Above: The nearly finished masthead fitting Captain Watson fabricated using the lost foam method of creating custom parts.
Here’s another use of the lost foam method to produce a custom part with a molded interior cavity. In this case, the part was a masthead fitting to hold an internal sheave and provide a route for the halyard to pass. This method can be adapted to a variety of other applications, as demonstrated in Fabricating an Airscoop.
Making the Foam Mold for the Masthead Fitting
The first step was to make a full-size drawing of the fitting to use as a reference for manufacturing. Using the drawing, I fashioned Styrofoam to represent the fitting’s internal void. I bonded pieces of foam together to produce a billet of sufficient size, using the bond lines for a centerline to aid in measurements. (By using more layers of foam, you could use the additional glue lines on each side of the centerline to produce contour lines for additional shaping guides.) From the drawing, I made templates of the two side views. I taped them to the foam billet so I could rough out the mold on a band saw. Then I rounded over and smoothed the corners with sandpaper. I bonded the sculpted foam blank to a temporary base to facilitate handling and applied paste wax to the mold to fill the porosity of the foam. This was done to produce a smoother surface and promote the release of the laminate later on.
The Masthead Fitting’s Design Requirements
- It must fit within an existing spar size and shape.
- It must have sufficient wall thickness to bear expected forces.
- It must house the sheave and provide adequate room to internally route the halyard.
- It must offer an attachment point for the topping lift.
Applying the Fabric
I wet out strips of woven graphite fiber reinforcement and pressed them into the thickened mixture until I achieved an estimated thickness of ¼”. (Any more than this could have resulted in excessive exothermic temperatures.) While the laminate was still wet, I covered it with plastic (a freezer bag) and wrapped it with self amalgamated tape. This consolidated the laminate, extruding excess resin out the bottom. Reducing resin content to around 45% resin/55% fiber improves mechanical properties. Then I allowed it to cure.
I removed the cured part from the temporary base and dug out the foam with a carving chisel, hand-held rotary tool (Dremel™), file, and knife. As I approached the wax-covered exterior surface of the mold (now the interior surface of the masthead fitting), the foam fell off, revealing and replicating the sculpted surface.
Then, I applied additional layers of fabric. I first applied another thickened epoxy/406/423 layer, which helped span minute surface irregularities.
I used braided reinforcing material for these layers, taking care to overlap and align successive layers.

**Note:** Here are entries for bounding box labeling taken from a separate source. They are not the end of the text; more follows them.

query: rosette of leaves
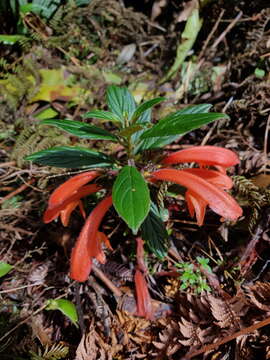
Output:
[26,85,227,257]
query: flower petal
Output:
[135,269,153,320]
[98,231,113,251]
[70,241,92,282]
[43,184,101,224]
[185,190,207,226]
[48,171,101,208]
[183,168,233,190]
[60,200,80,226]
[152,169,242,220]
[162,146,239,167]
[74,196,112,257]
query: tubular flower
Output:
[134,238,153,320]
[162,146,239,172]
[151,169,242,225]
[43,184,101,226]
[70,196,112,281]
[43,171,100,223]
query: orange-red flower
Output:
[43,171,101,226]
[134,238,153,320]
[70,196,112,281]
[162,146,239,172]
[151,169,242,225]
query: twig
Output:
[198,9,225,59]
[0,282,47,294]
[0,161,16,168]
[0,292,67,343]
[263,115,270,172]
[75,282,85,334]
[0,179,35,204]
[185,317,270,360]
[92,264,122,297]
[211,11,243,49]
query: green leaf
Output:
[119,124,144,137]
[0,35,26,45]
[134,104,212,154]
[45,299,78,326]
[131,97,166,122]
[35,107,58,120]
[141,202,168,259]
[160,7,203,83]
[141,111,229,139]
[106,85,136,125]
[25,146,113,169]
[0,261,13,277]
[40,119,118,141]
[83,110,122,122]
[112,166,150,233]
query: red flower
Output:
[162,146,239,172]
[43,171,101,226]
[134,238,153,320]
[151,169,242,225]
[70,196,112,281]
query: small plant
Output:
[176,256,212,294]
[26,86,242,316]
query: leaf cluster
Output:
[26,85,227,250]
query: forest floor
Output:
[0,0,270,360]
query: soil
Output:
[0,0,270,360]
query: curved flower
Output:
[162,146,239,170]
[134,238,153,320]
[43,183,101,226]
[134,269,153,320]
[70,196,112,281]
[182,168,233,190]
[45,171,101,215]
[151,169,242,223]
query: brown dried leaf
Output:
[30,314,53,345]
[28,263,49,285]
[178,318,215,346]
[244,281,270,311]
[208,294,241,329]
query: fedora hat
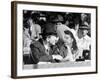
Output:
[79,25,90,30]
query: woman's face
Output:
[64,34,73,45]
[49,35,59,45]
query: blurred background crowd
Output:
[23,10,91,63]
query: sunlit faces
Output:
[47,35,59,45]
[64,34,73,45]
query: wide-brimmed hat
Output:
[41,23,57,36]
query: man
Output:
[30,24,59,64]
[77,25,91,57]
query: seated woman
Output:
[59,30,78,61]
[30,24,59,64]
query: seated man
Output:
[59,30,78,62]
[30,25,59,64]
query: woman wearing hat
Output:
[30,24,59,64]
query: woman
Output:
[60,30,78,61]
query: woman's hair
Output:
[64,30,78,50]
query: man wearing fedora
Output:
[30,23,59,64]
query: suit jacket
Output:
[30,40,57,63]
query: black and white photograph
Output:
[12,2,97,77]
[23,10,91,69]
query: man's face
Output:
[49,35,59,45]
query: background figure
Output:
[60,30,78,61]
[30,24,58,63]
[29,13,41,41]
[77,25,91,57]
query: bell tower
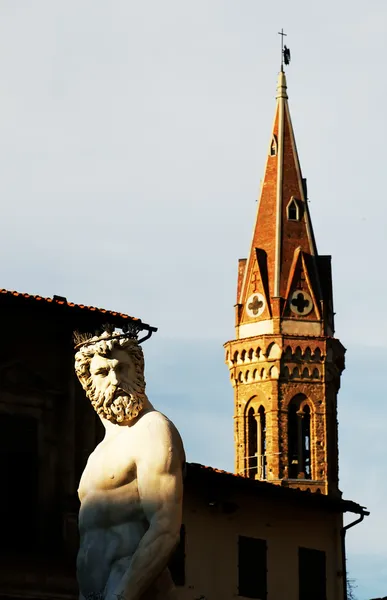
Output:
[225,69,345,494]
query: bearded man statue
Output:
[75,332,185,600]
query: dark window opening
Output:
[298,548,327,600]
[270,135,277,156]
[238,535,267,600]
[168,525,185,586]
[0,414,39,552]
[288,200,299,221]
[301,406,312,479]
[247,407,258,479]
[288,402,312,479]
[258,406,266,479]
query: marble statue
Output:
[75,332,185,600]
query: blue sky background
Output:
[0,0,387,600]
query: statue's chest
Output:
[79,438,135,499]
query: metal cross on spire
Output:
[278,29,290,71]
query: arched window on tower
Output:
[257,406,266,479]
[246,407,258,479]
[288,397,312,479]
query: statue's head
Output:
[75,332,146,424]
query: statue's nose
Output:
[110,369,118,385]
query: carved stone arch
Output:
[266,342,282,359]
[312,368,320,379]
[282,382,319,413]
[269,135,278,156]
[244,390,268,416]
[304,346,312,361]
[287,393,314,479]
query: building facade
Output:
[225,71,345,494]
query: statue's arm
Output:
[113,422,184,600]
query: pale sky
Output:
[0,0,387,600]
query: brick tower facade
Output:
[225,71,345,494]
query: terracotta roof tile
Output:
[187,463,369,515]
[0,288,156,331]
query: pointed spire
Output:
[236,69,329,337]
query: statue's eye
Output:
[95,369,109,377]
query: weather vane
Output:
[278,29,290,71]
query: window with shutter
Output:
[238,535,267,600]
[298,548,327,600]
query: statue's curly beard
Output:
[86,383,145,423]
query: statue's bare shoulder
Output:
[135,410,185,472]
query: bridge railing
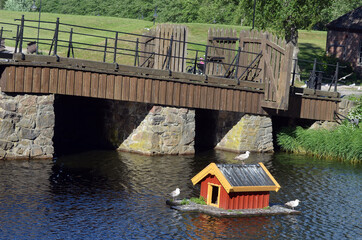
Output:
[0,16,262,83]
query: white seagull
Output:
[285,199,300,210]
[170,188,180,200]
[234,151,250,161]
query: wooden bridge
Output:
[0,18,340,121]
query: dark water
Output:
[0,151,362,239]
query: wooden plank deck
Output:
[0,56,339,121]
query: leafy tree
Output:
[242,0,331,44]
[4,0,33,12]
[315,0,362,30]
[0,0,5,9]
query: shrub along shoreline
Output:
[277,124,362,163]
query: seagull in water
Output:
[285,199,300,210]
[234,151,250,164]
[170,188,180,200]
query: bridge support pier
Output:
[104,102,195,155]
[0,92,55,159]
[215,114,274,152]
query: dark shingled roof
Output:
[326,6,362,32]
[216,164,275,187]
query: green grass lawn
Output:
[0,10,342,75]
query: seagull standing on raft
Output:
[170,188,180,201]
[285,199,300,210]
[234,151,250,164]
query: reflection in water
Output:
[0,151,362,239]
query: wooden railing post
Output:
[103,37,108,62]
[19,15,25,53]
[113,32,118,63]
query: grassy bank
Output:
[0,10,327,58]
[277,124,362,163]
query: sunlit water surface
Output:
[0,151,362,239]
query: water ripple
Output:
[0,151,362,239]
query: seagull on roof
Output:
[285,199,300,210]
[234,151,250,161]
[170,188,180,200]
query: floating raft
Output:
[166,200,301,217]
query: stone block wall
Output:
[0,92,55,159]
[215,114,274,152]
[105,101,195,155]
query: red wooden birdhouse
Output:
[191,162,280,209]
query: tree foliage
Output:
[0,0,362,40]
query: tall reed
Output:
[277,124,362,163]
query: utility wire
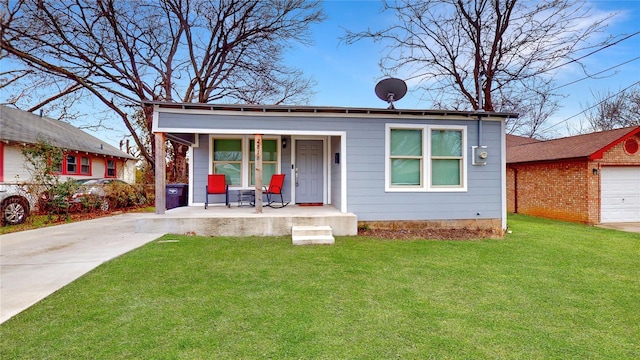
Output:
[540,81,640,133]
[550,56,640,91]
[545,31,640,72]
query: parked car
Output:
[70,178,147,211]
[0,184,36,225]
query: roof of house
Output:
[0,105,135,159]
[507,126,640,164]
[507,134,542,148]
[144,101,518,118]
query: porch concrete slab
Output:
[0,213,163,323]
[136,205,358,236]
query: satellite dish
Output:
[376,78,407,109]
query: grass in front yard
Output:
[0,216,640,359]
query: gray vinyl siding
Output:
[158,112,504,221]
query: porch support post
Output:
[255,134,262,214]
[154,133,167,215]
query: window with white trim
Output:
[211,136,280,187]
[213,139,243,186]
[389,129,424,187]
[431,129,463,188]
[105,160,116,177]
[385,124,466,192]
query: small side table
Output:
[238,190,256,207]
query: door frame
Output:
[290,136,331,204]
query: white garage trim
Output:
[600,166,640,223]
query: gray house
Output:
[147,102,517,235]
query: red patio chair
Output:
[204,174,231,209]
[263,174,289,208]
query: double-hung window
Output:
[213,139,243,186]
[385,124,466,192]
[105,160,116,177]
[389,128,424,188]
[80,156,91,175]
[211,135,280,187]
[66,155,78,174]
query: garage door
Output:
[600,167,640,222]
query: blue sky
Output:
[290,0,640,135]
[81,0,640,146]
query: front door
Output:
[295,140,323,204]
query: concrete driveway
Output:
[0,213,163,323]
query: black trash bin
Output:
[166,184,189,210]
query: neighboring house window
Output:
[211,136,280,187]
[51,160,64,174]
[80,156,91,175]
[51,154,91,175]
[66,155,78,174]
[385,124,466,191]
[106,160,116,177]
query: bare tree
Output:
[344,0,611,135]
[0,0,323,179]
[585,83,640,131]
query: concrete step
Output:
[291,225,335,245]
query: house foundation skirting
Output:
[358,219,504,236]
[136,207,358,236]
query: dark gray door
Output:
[295,140,323,204]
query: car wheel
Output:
[100,199,111,211]
[2,198,29,225]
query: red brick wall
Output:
[507,161,593,223]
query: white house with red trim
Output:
[0,106,136,183]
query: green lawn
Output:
[0,216,640,359]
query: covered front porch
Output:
[135,204,358,236]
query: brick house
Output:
[506,126,640,224]
[0,105,136,183]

The tape was produced by cutting braided sleeve material. With braid, fiber orientation can be adjusted simply by compressing or tensioning the material. I used templates made from the drawing to aid in establishing the finished shape/size. Round templates produced from paper towel core made for accurate sizing of round sections. After achieving the shape I wanted, I allowed the final layers of fabric to cure.
I located the sheave axle hole by measuring off the drawing with calipers. I first drilled the holes undersized to check for accuracy with the real part and then drilled to the axle size. You can make the topping lift of various materials; in this instance, I stitched some nylon line together and wrapped it with thread for flexibility and lightweight. I bonded the fiber part of the line to the crown of the fitting and covered it with fairing compound and a layer of braided tape.
Mounting the Masthead Fitting
To prevent obstructing the passage with adhesive when the fitting is installed into the top of the mast, I inserted a common balloon covered with a thin layer of Vaseline™ down into the cavity. I inflated it after the fitting was inserted into the masthead, thereby pressing any invading excess adhesive against the spar and out of the way of the halyard. The balloon also exerted sufficient force to prevent any minute movement from the fitting’s intended location until cure-up was achieved. The Vaseline made it easy to remove the deflated balloon after everything had cured.
Final blending and touch-up was done after cure-up, and a cover of carbon fiber braided sock was applied as further reinforcement. After a final coating and sanding, the fitting was primed and painted.